Question we address: How to develop physics-informed reinforcement learning algorithms that guarantee safety and interpretability ?

It is widely known that policies trained using reinforcement learning (RL) to solve simulated robotics problems (MuJoCo)
are extremely brittle and unstable, i.e. your solution will most likely break down after perturbing a bit (e.g. poking the robot)
or transferring it to a similar task. It is often impossible to provide any safety guarantees for constraint
satisfaction or an interpretation of how the trained policies work.

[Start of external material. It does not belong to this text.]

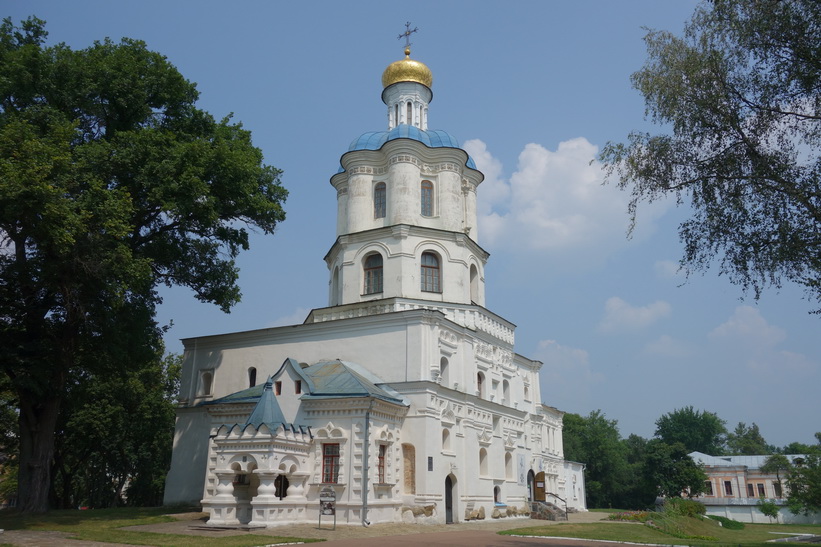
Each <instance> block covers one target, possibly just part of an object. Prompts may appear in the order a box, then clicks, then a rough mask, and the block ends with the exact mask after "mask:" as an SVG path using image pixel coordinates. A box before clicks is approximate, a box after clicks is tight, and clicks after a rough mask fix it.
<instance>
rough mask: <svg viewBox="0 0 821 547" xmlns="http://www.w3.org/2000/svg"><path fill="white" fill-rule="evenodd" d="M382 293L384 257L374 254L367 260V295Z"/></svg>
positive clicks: (365, 279) (368, 256)
mask: <svg viewBox="0 0 821 547" xmlns="http://www.w3.org/2000/svg"><path fill="white" fill-rule="evenodd" d="M379 292H382V255H381V254H379V253H374V254H372V255H369V256H368V258H366V259H365V294H374V293H379Z"/></svg>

To address this issues we created State Planning Policy Reinforcement Learning.

Challenges in Computation

State Planning Policy (SPP) approach to Reinforcement Learning is based on the novel principle of training an actor that
operates entirely in the state space (i.e. maps the current state to the desired target state) like $\pi\colon \mathcal{S}\to\mathcal{S}$.
Some preliminary results show that SPP-DDPG, SPP-SAC and SPP-TD3 algorithms based on
SOTA obtain returns that are at least competetive, in some cases (like SPP-DDPG on Humanoid) behave significantly better than the classical DDPG algorithm.
Current experimental challenges include: demonstrating interpretability of the trained policies using Ant-Maze
environment; perform a safety-RL experiment -- train the agent behaving under safety constraints,
i.e. staying away from unsafe region, avoiding moving enemies; implementation of a novel safety environment -- a test-bed for
constrained and safe policies.

Challenges in Theory

There are many opportunities for work on theoretical foundations of the developing SPP approach.
This area is yet unexplored, we present below the most promising research directions aiming at important
theorems.
Work towards theorems providing convergence guarantees of the Bellman iterates for our variant of the Q-function
that involves an inverse dynamics control model.
Establish link between State Planning Policies and Hamilton-Jacobi-Bellman optimization in order to compute
safety guaranteeing policies; Formal Verification -- we can attempt a formal verification of trained policies, i.e. extract from the neural network
rules and mathematically verify that
the policy will satisfy the safety constrains within some fixed time horizon;